Presentation of Heike Hanada

Heike Hanada is born 1964 and lives in Weimar, Germany.

She has been working as a free artist and as a teacher of architecture since 1999 at Weimar's Bauhaus University. She has been waiting for the right moment to take the step of becoming a practising architect. She has also been living and working in Japan during a couple of years.

She first came in contact with the architecture of Gunnar Asplund in the 1980'ies.

"I found it difficult to place a large building right next to Asplund's library. To me the inner courtyard and the low-rise entrance section between the high buildings are a way of marking a distance, creating a rhythm and a tranquillity in the townscape."

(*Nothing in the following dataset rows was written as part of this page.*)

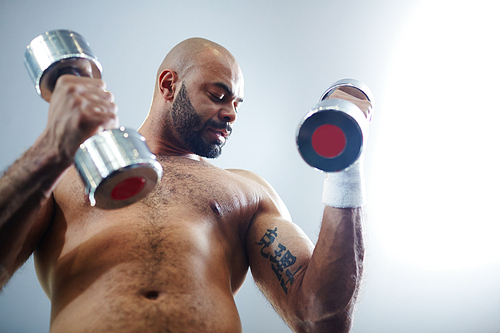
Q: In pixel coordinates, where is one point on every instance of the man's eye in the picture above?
(217, 97)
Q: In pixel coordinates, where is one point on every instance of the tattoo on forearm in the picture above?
(280, 261)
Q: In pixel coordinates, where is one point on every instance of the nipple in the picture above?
(214, 205)
(151, 294)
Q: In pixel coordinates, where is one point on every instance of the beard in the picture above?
(188, 125)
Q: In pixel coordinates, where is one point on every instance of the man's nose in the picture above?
(228, 114)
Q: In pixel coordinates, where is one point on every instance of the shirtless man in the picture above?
(174, 261)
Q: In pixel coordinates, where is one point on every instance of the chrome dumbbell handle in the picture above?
(331, 136)
(116, 166)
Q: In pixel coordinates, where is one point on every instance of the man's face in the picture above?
(192, 131)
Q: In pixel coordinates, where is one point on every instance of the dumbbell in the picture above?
(116, 166)
(331, 136)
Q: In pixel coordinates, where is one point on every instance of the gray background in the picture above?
(431, 166)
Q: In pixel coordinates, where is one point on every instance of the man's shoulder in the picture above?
(251, 176)
(270, 193)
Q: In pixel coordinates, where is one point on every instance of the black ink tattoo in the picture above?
(280, 261)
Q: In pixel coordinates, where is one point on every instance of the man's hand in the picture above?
(79, 108)
(354, 96)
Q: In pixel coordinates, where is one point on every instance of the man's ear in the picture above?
(167, 82)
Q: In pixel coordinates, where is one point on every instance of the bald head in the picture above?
(192, 53)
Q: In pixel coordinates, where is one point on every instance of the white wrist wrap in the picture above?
(345, 189)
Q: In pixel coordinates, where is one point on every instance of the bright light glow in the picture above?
(437, 149)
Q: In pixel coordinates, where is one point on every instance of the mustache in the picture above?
(220, 125)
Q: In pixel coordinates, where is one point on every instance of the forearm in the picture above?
(25, 189)
(330, 284)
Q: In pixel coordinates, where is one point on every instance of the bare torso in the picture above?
(169, 263)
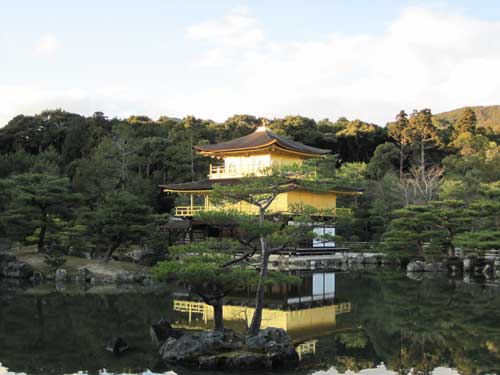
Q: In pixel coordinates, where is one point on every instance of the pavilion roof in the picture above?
(261, 138)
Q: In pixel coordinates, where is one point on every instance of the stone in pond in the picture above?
(117, 345)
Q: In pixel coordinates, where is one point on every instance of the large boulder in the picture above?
(188, 348)
(415, 266)
(17, 270)
(469, 264)
(83, 275)
(117, 345)
(435, 267)
(162, 331)
(61, 275)
(272, 347)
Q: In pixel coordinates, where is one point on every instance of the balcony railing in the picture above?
(223, 172)
(188, 211)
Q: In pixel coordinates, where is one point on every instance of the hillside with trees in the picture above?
(487, 116)
(89, 185)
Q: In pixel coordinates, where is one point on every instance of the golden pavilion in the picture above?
(253, 155)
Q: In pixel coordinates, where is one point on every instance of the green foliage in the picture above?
(121, 219)
(487, 117)
(384, 160)
(99, 156)
(37, 203)
(54, 259)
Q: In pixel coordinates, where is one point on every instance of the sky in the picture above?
(213, 59)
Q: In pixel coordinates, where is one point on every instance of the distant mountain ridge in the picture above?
(487, 116)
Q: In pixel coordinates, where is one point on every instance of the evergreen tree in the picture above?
(36, 201)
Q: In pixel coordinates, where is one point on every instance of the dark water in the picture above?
(342, 322)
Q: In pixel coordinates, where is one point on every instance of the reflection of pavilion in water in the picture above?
(305, 311)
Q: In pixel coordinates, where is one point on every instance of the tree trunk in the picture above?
(110, 252)
(218, 315)
(401, 157)
(259, 298)
(422, 157)
(43, 232)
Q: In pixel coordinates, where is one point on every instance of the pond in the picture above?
(342, 322)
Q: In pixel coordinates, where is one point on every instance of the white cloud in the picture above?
(425, 58)
(47, 44)
(227, 37)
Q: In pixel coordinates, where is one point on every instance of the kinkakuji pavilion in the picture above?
(253, 155)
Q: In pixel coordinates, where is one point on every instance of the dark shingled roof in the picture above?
(208, 184)
(200, 185)
(261, 138)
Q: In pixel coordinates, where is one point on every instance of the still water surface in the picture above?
(356, 323)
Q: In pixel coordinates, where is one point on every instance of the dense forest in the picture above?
(90, 184)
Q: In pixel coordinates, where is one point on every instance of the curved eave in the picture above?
(265, 147)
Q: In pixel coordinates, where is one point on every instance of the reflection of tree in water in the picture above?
(46, 332)
(423, 325)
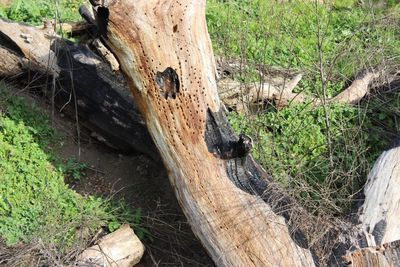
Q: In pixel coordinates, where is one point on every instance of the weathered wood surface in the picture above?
(121, 248)
(380, 213)
(103, 102)
(165, 53)
(386, 255)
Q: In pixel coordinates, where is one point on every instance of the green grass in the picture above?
(35, 202)
(317, 153)
(35, 11)
(286, 35)
(292, 145)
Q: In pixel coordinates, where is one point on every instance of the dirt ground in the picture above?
(142, 183)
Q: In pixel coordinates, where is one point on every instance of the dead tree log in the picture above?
(78, 81)
(165, 53)
(379, 215)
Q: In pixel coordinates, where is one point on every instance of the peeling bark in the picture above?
(236, 227)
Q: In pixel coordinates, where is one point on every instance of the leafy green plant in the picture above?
(33, 194)
(292, 144)
(35, 11)
(36, 121)
(35, 202)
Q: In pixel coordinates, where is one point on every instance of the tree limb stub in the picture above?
(236, 228)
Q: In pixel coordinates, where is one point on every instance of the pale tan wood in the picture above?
(121, 248)
(380, 213)
(236, 228)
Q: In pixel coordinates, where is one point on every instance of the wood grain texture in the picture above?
(237, 228)
(379, 215)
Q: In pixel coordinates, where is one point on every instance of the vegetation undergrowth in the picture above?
(35, 202)
(35, 11)
(320, 154)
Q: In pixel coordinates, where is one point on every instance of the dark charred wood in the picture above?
(103, 101)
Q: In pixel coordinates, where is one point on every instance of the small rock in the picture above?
(121, 248)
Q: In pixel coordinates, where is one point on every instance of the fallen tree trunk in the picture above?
(379, 215)
(78, 82)
(165, 53)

"The plot is of a kind which will be common in future, with less and less land going spare. A number of decisions will have to be made concerning what is to be demolished and how one can or should adapt oneself when building. It is a tricky balancing act in which conservative conclusions come easily. When a new building stands next to a new one, the different periods are made articulate, the new enriches the old and vice versa, resulting in a powerful wholeness."

Heike Hanada has designed a building which opens and closes itself. The building has a row of interlinked rooms, both vertically and horizontally. The room sequences, the relation between open and closed, continue far beyond the shell of the building. At the same time Heike Hanada has been intent on keeping everything functionally clear and simple without dead ends and backwaters.